How do you use this chemistry in your work?

In an interview, Carolyn Bertozzi stated that the next steps for bioorthogonal chemistry are to find new reactions and applications for it. Our lab’s research focuses exactly on that.

My colleagues and I apply this technique to track molecules we are interested in as they naturally behave in a cell. In a living cell, we were able to add a probe to a receptor that plays a role in a number of cellular processes.

To find new reactions, our lab has spent the last 15 years to push how fast bioorthogonal reactions can run. Speed is important because many molecules in living organisms are present in low concentrations, and using too much of the chemicals required for the reaction can be toxic for the cell. The faster the reaction, the fewer the unwanted side reactions.

Carolyn Bertozzi is one of the winners of the 2022 Nobel Prize in chemistry.

We pioneered another way to achieve click and bioorthogonal reactions with even faster speed. Instead of using an azide and an alkyne like the Nobel Prize winners did originally, we used two other molecules that join together when a light is shined on them. With this technique, we are able to add molecules to the surface of a live cell in as little as 15 seconds. We can then observe how a particular structure on a cell functions in its natural environment, or detect how it changes when exposing it to drugs or other substances. Researchers can then more easily test how cells react to potential treatments.

Currently, we are working to develop a new method of triggering these reactions without light. We are actively working on using bioorthogonal chemistry to improve PET imaging to screen and monitor tumors.

Illustration of bioorthogonal chemistry in a mouse model.

Bioorthogonal chemistry can be used for ‘click-to-release’ cancer drugs. Rossin 2018 (Nature Communications), CC BY-NC-ND

Why are these techniques so important to your field?

Prior to click and bioorthogonal chemistry, there was no way of visualizing molecules in living cells in their natural state.

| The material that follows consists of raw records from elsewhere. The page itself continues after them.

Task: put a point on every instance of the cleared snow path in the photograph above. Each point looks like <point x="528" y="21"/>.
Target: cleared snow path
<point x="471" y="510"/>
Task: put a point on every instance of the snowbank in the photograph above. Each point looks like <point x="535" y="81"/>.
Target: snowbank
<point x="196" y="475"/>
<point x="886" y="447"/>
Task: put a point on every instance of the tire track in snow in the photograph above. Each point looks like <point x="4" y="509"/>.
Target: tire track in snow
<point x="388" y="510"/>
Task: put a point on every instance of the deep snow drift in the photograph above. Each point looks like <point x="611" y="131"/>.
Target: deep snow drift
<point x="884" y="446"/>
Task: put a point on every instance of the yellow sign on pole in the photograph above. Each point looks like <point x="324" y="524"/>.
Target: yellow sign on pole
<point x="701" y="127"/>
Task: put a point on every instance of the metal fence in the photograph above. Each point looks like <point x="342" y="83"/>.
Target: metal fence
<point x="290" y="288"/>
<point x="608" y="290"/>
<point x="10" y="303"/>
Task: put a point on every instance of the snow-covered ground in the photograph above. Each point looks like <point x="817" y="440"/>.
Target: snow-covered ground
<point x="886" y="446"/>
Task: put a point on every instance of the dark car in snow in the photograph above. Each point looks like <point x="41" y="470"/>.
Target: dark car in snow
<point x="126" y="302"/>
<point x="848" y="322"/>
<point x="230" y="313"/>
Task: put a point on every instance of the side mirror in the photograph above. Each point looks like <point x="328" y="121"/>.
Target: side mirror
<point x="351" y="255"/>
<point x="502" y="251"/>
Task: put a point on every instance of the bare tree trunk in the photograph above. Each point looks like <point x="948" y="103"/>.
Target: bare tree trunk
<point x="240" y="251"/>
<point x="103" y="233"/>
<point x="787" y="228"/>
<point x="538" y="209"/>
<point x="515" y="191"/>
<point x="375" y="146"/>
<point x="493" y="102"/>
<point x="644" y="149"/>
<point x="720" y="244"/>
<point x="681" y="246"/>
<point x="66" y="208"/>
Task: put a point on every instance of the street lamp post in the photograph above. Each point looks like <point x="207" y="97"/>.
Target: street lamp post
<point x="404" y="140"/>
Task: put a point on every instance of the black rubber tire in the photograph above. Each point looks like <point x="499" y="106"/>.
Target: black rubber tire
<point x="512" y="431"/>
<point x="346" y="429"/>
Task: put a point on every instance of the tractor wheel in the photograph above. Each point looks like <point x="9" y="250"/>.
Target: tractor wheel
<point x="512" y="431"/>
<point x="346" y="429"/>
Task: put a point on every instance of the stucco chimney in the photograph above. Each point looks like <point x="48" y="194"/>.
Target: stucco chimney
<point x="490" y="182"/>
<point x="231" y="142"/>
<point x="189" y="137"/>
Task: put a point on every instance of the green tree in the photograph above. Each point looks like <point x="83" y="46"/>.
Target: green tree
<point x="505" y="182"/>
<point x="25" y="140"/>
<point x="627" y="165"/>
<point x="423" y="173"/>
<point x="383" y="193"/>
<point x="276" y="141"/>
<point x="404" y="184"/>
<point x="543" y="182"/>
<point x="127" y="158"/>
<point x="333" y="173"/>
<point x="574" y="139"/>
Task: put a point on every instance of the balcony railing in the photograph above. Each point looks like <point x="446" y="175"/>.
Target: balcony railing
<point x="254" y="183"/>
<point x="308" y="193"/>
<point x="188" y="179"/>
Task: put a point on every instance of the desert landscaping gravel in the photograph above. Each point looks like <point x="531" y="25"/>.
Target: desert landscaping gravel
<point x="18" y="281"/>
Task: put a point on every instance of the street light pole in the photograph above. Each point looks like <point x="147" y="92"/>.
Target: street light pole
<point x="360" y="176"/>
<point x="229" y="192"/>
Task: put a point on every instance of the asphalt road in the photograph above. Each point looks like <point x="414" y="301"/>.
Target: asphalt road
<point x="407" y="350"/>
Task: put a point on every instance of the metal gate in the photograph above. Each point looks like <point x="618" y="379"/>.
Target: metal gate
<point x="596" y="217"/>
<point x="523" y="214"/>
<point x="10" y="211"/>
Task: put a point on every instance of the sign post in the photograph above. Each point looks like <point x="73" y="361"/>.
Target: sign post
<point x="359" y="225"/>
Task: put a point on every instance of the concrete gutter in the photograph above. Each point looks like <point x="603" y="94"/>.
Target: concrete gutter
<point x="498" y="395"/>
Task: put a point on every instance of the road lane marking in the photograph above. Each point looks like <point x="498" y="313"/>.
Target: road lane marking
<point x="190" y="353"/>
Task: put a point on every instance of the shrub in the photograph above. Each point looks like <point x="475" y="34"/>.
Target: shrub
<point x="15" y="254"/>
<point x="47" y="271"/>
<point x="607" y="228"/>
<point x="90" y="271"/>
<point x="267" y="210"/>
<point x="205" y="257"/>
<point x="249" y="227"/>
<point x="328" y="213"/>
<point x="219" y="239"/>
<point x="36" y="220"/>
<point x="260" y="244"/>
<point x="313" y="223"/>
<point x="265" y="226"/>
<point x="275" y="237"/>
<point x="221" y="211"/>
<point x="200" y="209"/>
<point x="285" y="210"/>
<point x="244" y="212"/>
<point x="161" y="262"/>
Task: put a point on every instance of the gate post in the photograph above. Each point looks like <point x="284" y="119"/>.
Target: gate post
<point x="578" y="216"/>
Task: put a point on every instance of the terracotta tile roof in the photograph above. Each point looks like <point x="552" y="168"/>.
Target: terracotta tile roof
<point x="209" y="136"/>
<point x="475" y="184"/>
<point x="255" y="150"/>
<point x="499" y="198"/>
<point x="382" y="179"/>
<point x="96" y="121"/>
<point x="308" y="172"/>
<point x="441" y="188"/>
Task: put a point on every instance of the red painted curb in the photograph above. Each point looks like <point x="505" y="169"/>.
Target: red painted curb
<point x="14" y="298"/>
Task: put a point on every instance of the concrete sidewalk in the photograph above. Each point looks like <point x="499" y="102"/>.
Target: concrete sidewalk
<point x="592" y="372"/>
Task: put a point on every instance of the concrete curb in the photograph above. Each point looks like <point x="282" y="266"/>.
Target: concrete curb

As an analogy, imagine you needed to find a specific dollar bill with the serial number 01234567. That would be a pretty daunting task. It would require you to go through every dollar you can get your hands on and verify whether the serial number is the one you are looking for.

Tracking molecules in our body is just as hard, if not more. Because biological environments are so complex, it was previously impossible to add a probe to just the molecule of interest without accidentally tagging something else, or worse, altering the normal chemistry of the cell. With bioorthogonal reactions, however, researchers can essentially add a GPS tracker to the molecule without affecting the rest of the cell.